Just one less thing he has to worry about while you're down here
He actually saw your display of ability when you were in a fight at school
He'd gotten there a little too late, however, and witnessed you take a hard punch from a demon
Once he saw you dust yourself off before landing a side kick to the demon's torso, causing them to fly back into the wall, and cause a huge crack to form, he was probably more impressed than anything
Really, bro is more like a proud father that would ask "How did the other guy look?" After a fight involving you
Of course, he dragged the both of you away to scold you
After the other demon was gone, he began asking questions like "Have you always had this ability?", "Where did you come from again?", and "Could I possibly use you to threaten Mammon?"
Mammon
Speaking of the greedy baby boy, he actually walked in on you while you were on an enraging phone call
Baby boy just sat down on your bed, waiting for you to get off of your phone so he could have your full attention
He didn't want to bug you while you were irritated, you're scary and he doesn't want you to be angry with him!
His face pales when he sees you crush your D.D.D. with your bare hand
The device crumpled like a damn paper ball!
He yelped at the sight, sunglasses falling off of his face
You sighed and looked over at him, a smile forming on your face
"What's up, Mammoney?" You asked sweetly
"Uh-uh, nope, we ain't just gonna sit here and pretend like that shit didn't just happen, since when could you, a human, do shit like that! I thought all humans were weak!"
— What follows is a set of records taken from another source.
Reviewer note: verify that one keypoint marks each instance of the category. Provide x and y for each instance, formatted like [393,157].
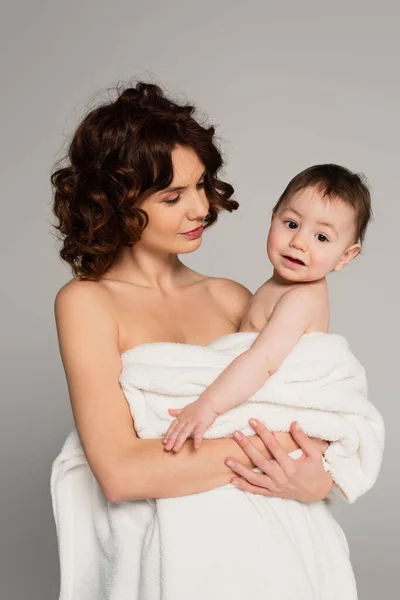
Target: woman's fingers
[257,479]
[182,436]
[244,485]
[172,432]
[198,435]
[269,467]
[272,445]
[174,412]
[309,447]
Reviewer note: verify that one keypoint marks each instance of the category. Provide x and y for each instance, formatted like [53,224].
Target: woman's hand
[191,421]
[304,479]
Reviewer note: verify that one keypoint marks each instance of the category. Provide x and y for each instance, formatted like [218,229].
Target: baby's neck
[282,282]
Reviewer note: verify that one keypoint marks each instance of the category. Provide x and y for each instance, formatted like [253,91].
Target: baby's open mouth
[295,260]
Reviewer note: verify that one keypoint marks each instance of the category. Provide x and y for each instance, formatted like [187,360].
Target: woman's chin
[190,245]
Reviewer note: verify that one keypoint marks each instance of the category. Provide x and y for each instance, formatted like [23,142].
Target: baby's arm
[292,316]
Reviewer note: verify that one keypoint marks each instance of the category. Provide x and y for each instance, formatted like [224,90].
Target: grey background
[288,86]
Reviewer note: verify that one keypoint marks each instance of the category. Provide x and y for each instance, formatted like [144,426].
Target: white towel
[223,542]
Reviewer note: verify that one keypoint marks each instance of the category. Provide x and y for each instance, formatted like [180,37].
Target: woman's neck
[147,269]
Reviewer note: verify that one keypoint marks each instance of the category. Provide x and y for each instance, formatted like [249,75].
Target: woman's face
[177,214]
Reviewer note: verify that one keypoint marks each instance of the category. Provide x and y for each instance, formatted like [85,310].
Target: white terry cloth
[320,384]
[223,542]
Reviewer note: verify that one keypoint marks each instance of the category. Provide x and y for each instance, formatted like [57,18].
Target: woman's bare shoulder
[77,291]
[233,297]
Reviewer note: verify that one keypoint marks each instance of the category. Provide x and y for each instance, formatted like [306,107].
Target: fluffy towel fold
[320,384]
[223,542]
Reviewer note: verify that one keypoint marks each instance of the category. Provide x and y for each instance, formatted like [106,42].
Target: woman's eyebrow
[180,188]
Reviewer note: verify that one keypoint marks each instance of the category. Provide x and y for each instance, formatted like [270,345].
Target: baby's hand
[194,419]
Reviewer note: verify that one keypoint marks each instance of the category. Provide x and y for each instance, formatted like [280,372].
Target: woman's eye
[291,224]
[322,238]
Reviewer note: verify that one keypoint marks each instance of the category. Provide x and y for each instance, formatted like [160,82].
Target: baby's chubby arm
[292,317]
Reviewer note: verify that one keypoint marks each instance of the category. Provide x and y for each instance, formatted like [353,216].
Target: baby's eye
[291,224]
[322,238]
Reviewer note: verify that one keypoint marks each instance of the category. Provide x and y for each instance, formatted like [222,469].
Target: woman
[140,188]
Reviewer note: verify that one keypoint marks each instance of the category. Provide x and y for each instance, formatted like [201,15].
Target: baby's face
[310,236]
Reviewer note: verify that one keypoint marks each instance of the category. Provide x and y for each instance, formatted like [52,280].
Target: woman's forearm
[148,471]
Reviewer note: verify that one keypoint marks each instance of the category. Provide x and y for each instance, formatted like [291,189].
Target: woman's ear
[348,256]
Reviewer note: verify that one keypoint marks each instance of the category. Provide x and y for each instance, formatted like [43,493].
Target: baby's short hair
[335,182]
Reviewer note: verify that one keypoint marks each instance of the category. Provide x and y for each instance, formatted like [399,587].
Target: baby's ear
[348,256]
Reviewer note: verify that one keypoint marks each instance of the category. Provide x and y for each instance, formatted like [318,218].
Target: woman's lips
[294,261]
[194,233]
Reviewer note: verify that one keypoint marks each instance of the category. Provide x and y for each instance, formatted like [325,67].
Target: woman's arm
[125,466]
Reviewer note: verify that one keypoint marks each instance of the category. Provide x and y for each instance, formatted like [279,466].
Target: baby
[317,226]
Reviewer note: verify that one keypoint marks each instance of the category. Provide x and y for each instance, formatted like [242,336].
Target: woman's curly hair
[118,156]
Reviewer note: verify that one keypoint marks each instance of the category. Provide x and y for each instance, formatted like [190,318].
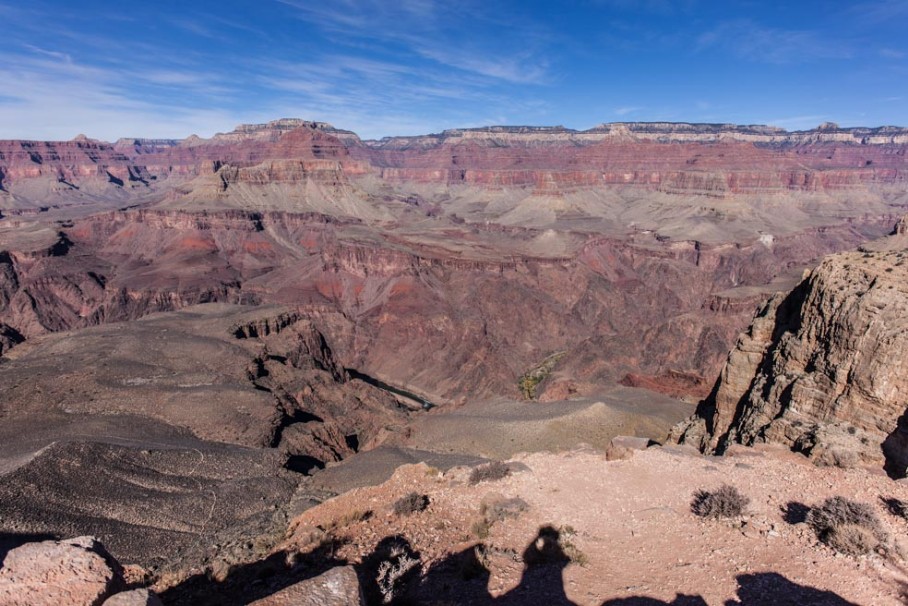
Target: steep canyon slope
[822,369]
[638,250]
[188,323]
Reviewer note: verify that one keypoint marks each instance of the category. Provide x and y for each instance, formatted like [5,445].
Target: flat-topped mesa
[274,130]
[139,146]
[659,132]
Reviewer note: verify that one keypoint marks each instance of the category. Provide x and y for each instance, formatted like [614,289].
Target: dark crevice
[352,442]
[303,464]
[417,399]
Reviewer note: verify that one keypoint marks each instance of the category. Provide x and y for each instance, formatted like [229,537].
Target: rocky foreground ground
[569,528]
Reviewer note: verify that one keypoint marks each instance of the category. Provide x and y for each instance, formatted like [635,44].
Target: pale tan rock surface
[136,597]
[822,369]
[625,528]
[52,573]
[337,587]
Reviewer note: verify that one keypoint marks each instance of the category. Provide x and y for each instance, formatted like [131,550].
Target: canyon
[237,329]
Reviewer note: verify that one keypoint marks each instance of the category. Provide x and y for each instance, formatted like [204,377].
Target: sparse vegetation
[496,470]
[482,528]
[497,510]
[530,380]
[849,527]
[411,503]
[351,517]
[724,502]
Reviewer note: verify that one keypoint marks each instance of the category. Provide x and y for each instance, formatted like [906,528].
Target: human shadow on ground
[246,583]
[463,578]
[753,590]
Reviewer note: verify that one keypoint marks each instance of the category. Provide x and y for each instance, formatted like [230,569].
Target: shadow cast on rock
[11,540]
[753,590]
[246,583]
[463,577]
[795,512]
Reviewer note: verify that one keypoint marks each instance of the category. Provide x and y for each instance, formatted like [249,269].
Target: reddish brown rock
[76,571]
[821,369]
[337,587]
[136,597]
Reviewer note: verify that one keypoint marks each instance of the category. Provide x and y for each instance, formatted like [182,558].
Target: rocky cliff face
[823,368]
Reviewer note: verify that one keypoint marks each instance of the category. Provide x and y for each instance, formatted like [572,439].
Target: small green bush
[847,526]
[724,502]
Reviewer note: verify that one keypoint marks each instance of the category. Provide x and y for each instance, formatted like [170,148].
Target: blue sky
[380,67]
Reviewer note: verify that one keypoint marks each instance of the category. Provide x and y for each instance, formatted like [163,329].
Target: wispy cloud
[436,31]
[753,42]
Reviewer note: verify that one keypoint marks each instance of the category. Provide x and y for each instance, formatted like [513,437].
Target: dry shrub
[847,526]
[411,503]
[481,529]
[498,508]
[496,470]
[724,502]
[351,517]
You just kind shrugged. "I'm a different kind of human, mind you, I was summoned here from a different dimension all together. I'm probably not like the humans you're used to interacting with."
Well, the only humans he interacts with are witches
"W-Whatever, I wanted to ask ya if ya had any money I could borrow to pay back the witches, but I might just consider taking ya with me to scare'em off."
Leviathan
The two of you were playing video games one night
You happened to be quite the gamer yourself, only you played more arguably rage-inducing games
You explained to him how you managed to punch a whole through your PC once and he totally doesn't believe you at first
"Yeah, right. A normie like you couldn't possibl-"
You showed him a photo that you'd taken a long time ago when the events transpired
His jaw drops at the damage
"N-No way!"
Is actually pretty amazed by it but lowkey still doesn't believe you until he sees you break Belphegor's wrist and sending him flying with a punch when the Avatar of Sloth attacked you
Asmodeus
Bro immediately gets horny
Especially if he finds out via you getting into a fight with someone over him
Like this lower demon will not get the hint and he puts his hand on Asmo
Homeboy is about to go fucking feral, but before he can, he sees you grab the demon by the throat and slam his body to the concrete, earning a loud crack
"Oh my, MC, I didn't realize how strong you were~"
Looks at you like how we look at the brothers
Horny bastard wants to be manhandled and carried like a bride and he'll get his way soon
Satan
Homie is sooo intrigued when he finds out
He probably saw you mid-meltdown
You thought you were home alone, that's why your door was open
So when you punched a large ass hole in the wall, homie saw it and immediately was like "IntErEstInG"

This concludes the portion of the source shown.